Thursday, August 12, 2010

It's Not Me, It's Him!

Have you ever had one of those times where you realise something about yourself that you sort of knew, but never fully acknowledged for whatever reason?

A few days ago, I realised that I stress alot whenever I have to take my little man anywhere. I mean, alot.

I realised that I become very highly strung. Very irritable. And sometimes, I get very upset when unexpected variables are thrown into the plan at the last minute. Hah... maybe I should have myself checked for Aspergers or something :).

But seriously, I stress alot.

As I sit down to analyse why I feel this way, thinking again that I have a problem, I realise that it isn't all me. It actually does have alot to do with my son. At times like these, I am worrying - justifiably I might add! - about whether or not he will cooperate; or whether he will have a tantrum and make us late ... even just him screaming in the car is enough to stress me out sometimes. It's alot to take when you're already dealing with it for a good part of the day. I won't say he's like this all the time, but the times when he becomes difficult are usually associated with being out and about and the process of getting ready to go.

From the first minute of the day, I am having to coax and cajole him ever so gently. Gently wake him up if he needs to be woken (I hate doing this, he is always grumpy); sweetly coax him out of bed; patiently tolerate his squirming and protests when changing his clothes and nappy; woo him out of his bedroom.... sometimes he won't even come out until I take his hand and walk with him.

To get to the car I have to try and get his shoes and jacket on. He squirms and wriggles and won't stand still. I am currently breaking his pattern for putting shoes on, so he does sit on the couch without too much complaint now. But he slouches. And squirms. And moves his feet so I can't do the laces properly. Then I have to get him to the car....

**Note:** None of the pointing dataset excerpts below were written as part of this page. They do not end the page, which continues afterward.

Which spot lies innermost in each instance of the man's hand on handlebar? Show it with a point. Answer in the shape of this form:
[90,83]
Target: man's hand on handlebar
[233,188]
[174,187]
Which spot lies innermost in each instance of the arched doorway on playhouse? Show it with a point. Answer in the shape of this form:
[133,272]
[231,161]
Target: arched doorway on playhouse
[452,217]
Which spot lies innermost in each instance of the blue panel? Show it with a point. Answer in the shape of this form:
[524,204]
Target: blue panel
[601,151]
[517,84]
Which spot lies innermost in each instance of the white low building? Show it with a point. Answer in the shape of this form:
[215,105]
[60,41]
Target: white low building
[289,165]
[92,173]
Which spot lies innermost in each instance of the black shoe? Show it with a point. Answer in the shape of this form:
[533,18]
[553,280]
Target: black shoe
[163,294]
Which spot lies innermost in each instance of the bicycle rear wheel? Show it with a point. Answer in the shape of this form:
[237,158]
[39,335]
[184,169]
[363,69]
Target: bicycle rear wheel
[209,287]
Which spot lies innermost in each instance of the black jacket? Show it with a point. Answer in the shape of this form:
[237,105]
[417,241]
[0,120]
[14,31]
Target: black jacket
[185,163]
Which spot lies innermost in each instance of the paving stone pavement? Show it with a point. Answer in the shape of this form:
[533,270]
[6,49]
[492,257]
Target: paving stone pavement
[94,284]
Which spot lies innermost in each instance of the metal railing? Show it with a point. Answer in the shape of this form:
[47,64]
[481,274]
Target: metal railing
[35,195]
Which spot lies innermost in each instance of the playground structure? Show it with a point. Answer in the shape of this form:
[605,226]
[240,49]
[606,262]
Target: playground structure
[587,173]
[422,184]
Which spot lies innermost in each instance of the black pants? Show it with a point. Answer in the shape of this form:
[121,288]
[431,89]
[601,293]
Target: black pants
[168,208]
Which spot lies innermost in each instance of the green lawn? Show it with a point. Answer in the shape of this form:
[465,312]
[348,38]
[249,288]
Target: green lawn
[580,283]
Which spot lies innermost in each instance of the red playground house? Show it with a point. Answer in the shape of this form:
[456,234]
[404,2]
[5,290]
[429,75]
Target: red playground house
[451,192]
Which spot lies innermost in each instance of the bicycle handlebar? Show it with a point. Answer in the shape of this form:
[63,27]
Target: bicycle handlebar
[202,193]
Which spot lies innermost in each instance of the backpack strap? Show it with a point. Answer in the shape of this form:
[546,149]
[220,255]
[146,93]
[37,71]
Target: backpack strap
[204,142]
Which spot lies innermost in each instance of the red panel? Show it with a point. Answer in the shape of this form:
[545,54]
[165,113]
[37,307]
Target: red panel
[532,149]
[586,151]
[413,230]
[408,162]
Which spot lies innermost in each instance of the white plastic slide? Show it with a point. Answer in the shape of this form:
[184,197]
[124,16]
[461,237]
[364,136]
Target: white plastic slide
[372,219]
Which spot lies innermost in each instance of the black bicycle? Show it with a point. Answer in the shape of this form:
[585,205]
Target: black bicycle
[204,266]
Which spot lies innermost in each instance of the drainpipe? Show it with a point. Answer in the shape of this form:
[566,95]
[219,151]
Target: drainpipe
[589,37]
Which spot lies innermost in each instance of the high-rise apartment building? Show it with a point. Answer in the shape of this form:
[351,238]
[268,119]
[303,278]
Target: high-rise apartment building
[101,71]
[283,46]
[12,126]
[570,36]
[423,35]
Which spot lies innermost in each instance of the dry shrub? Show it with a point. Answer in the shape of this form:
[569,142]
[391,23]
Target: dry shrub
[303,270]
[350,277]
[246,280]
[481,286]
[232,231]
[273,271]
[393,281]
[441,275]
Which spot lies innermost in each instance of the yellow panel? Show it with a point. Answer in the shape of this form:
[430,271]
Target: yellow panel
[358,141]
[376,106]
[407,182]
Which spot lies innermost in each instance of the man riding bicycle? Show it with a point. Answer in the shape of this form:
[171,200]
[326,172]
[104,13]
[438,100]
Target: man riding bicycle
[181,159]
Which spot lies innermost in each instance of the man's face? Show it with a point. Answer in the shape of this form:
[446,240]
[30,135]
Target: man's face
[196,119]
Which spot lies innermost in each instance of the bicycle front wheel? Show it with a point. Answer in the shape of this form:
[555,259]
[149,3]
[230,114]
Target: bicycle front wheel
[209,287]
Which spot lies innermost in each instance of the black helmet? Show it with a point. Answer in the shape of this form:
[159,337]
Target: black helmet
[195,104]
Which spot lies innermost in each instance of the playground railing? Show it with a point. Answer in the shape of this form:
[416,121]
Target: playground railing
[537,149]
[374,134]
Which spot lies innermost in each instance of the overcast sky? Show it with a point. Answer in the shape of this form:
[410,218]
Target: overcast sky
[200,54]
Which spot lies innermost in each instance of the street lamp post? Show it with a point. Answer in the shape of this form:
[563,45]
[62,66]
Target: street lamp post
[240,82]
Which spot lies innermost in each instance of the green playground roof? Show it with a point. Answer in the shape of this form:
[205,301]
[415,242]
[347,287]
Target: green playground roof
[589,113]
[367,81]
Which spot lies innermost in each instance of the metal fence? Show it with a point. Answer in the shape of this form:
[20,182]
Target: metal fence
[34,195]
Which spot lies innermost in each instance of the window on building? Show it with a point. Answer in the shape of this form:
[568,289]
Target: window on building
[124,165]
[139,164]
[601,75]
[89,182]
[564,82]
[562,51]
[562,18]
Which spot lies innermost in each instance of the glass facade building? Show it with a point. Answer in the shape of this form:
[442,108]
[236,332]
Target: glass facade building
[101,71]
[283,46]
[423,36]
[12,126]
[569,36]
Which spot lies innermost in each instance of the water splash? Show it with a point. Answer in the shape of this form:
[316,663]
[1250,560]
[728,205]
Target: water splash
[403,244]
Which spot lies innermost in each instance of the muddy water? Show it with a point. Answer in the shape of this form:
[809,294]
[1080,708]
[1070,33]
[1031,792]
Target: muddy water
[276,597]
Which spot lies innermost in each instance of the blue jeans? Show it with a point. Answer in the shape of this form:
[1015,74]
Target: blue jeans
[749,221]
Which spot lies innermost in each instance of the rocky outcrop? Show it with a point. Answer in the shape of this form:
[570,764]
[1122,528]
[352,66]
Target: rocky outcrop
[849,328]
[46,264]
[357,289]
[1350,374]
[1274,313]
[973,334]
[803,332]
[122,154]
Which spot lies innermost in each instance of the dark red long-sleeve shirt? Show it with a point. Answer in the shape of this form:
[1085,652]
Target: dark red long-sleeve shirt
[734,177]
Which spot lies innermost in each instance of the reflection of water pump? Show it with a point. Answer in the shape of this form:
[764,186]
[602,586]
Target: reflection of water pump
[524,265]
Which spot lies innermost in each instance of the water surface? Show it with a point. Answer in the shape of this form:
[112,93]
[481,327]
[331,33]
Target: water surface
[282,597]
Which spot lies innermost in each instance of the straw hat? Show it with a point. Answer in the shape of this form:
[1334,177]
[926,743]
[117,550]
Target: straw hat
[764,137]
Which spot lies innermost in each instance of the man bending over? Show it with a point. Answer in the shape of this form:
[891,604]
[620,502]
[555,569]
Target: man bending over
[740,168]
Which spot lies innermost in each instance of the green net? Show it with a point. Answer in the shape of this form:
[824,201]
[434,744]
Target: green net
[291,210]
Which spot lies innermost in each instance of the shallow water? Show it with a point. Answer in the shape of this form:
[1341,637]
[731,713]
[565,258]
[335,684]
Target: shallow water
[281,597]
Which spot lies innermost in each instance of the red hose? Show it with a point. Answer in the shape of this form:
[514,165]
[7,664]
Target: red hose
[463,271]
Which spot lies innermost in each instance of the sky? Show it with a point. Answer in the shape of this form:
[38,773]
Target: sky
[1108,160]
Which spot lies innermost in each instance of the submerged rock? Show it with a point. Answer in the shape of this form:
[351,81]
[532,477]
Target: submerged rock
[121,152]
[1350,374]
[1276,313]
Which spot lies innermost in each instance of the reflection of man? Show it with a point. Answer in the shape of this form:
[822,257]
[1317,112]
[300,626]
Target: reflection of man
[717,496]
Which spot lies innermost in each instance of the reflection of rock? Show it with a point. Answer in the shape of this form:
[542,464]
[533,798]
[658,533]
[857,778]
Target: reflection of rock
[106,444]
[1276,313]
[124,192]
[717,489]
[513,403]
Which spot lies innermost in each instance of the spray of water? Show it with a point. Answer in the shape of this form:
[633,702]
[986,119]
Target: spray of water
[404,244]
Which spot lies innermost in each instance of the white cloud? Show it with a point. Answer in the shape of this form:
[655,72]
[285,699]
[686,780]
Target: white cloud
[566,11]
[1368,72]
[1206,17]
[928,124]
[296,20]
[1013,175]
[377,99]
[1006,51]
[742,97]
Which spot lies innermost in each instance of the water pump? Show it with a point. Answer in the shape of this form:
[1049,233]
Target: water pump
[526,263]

We walk the same pattern, but sometimes, for whatever reason, he feels something is wrong and won't walk willingly. I have to wait until he's ready. He might stand at the door and stare for a minute or two, until he is ready to move on. When he climbs into the car, he walks up and down in front of the back seat and then stares at his chair until he's ready to climb into it. Then he stays on his knees looking out the back window till he's ready to sit down and be strapped in. I have to be soooo patient, and sometimes that is just so hard to do when you've got time constraints.

Sometimes, it's just all too much. And this is just the day to day routine of taking the big girls to school!

When we go somewhere new or different, I don't know what he's going to do. Sometimes, he is perfectly fine. Other times, he is so upset at the changes, that he just cries and tantrums the whole time. I can't relax. I never know when he's going to do a runner on me either. So I'm constantly watching him... following close in case he makes a dash. People think I'm overprotective and paranoid, even if they know he has Autism. I'm not. But they just don't get it.

My boy doesn't understand the world the way other kids do. It's a big and frightening place for him sometimes and he doesn't understand it. New places often means tantrums and that means that I am occupied with calming him. Usually kneeling on the floor beside him, speaking calmly, gentle words, gentle hugs (when all I want to do is shake him out of it and yell at him to get over it). This usually means I can't carry on a conversation with anyone. Or attend to the baby, or the big girls. It's very full on. And I am so tired of it. I'm just tired of being so on the edge all the time. It gets so draining.

So I guess that is why I stress hard whenever I have to take my boy anywhere. I know what's in store, I know the mental resolve required of me, and sometimes I'm just too exhausted for it all.